Tuesday, January 4, 2011

Stanford goes out on top, but the clock is already ticking on its future

Orange Bowl: Stanford 40, Virginia Tech 12. If you've seen Stanford this year, tonight's script – the early assertion of the running game, followed by the big plays off play-action, the quiet dominance of quarterback Andrew Luck, the endless supply of interchangeable tight ends and H-backs, the merciless lunge at the jugular in the second half – was familiar one. But that doesn't make it any less impressive in context: Virginia Tech came in a confident, consistent conference champion riding an 11-game win streak, and limped out with one of the worst beatings it's ever suffered under Frank Beamer, by almost any measure.

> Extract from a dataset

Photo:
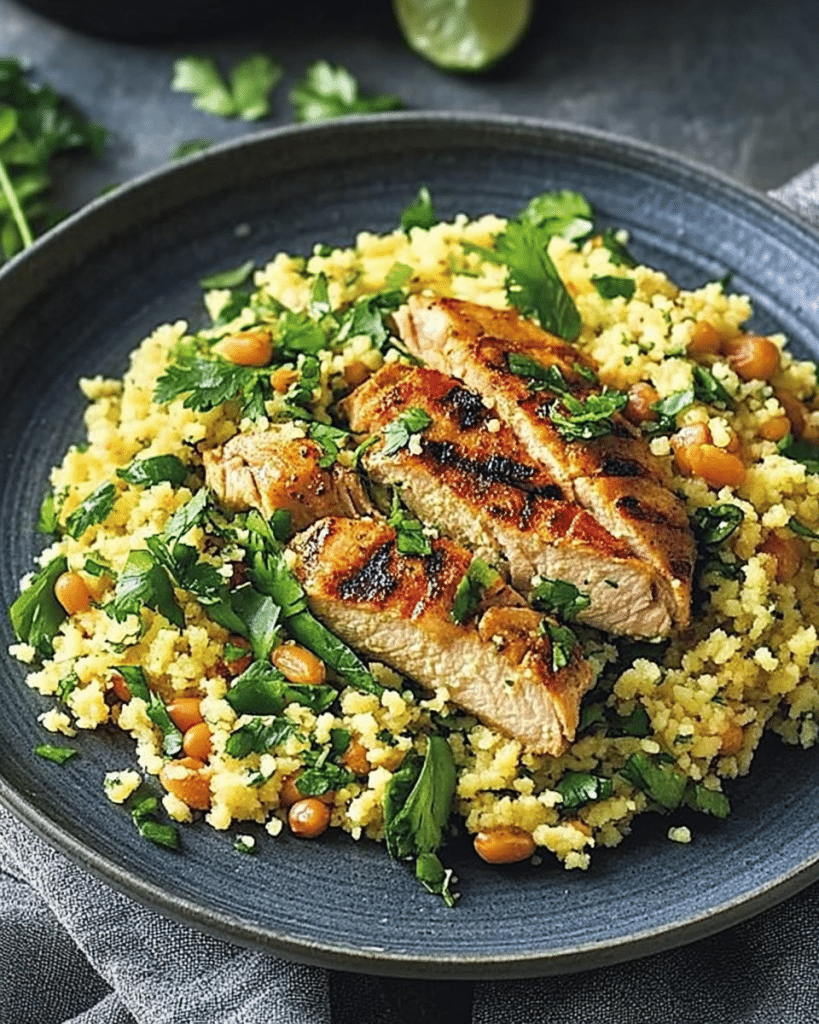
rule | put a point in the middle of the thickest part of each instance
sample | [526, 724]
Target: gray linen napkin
[75, 951]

Stanford's 512-yard outburst was the second-highest total by anyone against a Hokie defense since their move to the ACC in 2004, behind only eventual BCS champ LSU's 598-yard romp in Baton Rouge in 2007. That was also the last time Tech yielded 40 points in a game, or went down by more than ten. Luck's pass efficiency rating, 230.7, was the best number against the Hokies of any passer over the last decade. So was the Cardinal's absurd 9.8-yard-per-play average, a full five-and-a-half yards better than Virginia Tech's average (4.2) every single time the ball was snapped. Stanford broke free for nine plays covering at least 20 yards, five of them for more than forty.

The defense, seemingly outclassed by Tyrod Taylor's shiftiness in the first half, repeatedly swarmed him in the second, finishing with eight sacks. (Luck wasn't sacked, the second time in three years the Tech pass rush has been shut out.) The Hokies' 12 points on 288 total yards were both season lows by fairly wide margins, the sixth time this season the Cardinal D has held an opposing offense to its worst output of the year on the scoreboard. Any way you serve it, Virginia Tech looked more like the sixth-place team in the Pac-10 in the second half than a major conference champion.

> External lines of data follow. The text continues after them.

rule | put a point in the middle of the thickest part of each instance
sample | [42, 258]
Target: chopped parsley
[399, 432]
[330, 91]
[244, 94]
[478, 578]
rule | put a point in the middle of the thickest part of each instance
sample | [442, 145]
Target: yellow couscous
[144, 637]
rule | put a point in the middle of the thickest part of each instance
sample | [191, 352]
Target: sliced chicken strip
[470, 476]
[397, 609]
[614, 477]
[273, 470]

And Stanford certainly looked more like a seasoned powerhouse than an interloper capitalizing on the exceedingly rare fortune of moving forward with one of the great coaches and great quarterbacks in school history at the sane time, backed up by an overachieving senior class. In this case, it's so rare it doesn't even seem possible for it to happen again. Watching Luck and coach Jim Harbaugh dodge questions about their immediate future in the aftermath, it was easy to sympathize with their insistence that their interrogators "respect the game": This game was the culminating win at the end of the culminating season in one of the most stunning turnarounds in sports over the last four years. At 12-1, this team, on this night in particular, was as good as Stanford has been or is likely to be again in generations. After four years, they get a night to appreciate that.

Of course, Harbaugh sounded like a guy doing everything in his power to avoid saying "It's been real, guys. Peace out." But assuming he's not signing any contracts in the next eight hours, it can wait until the morning, even if some of us are probably going to sleep better than some others.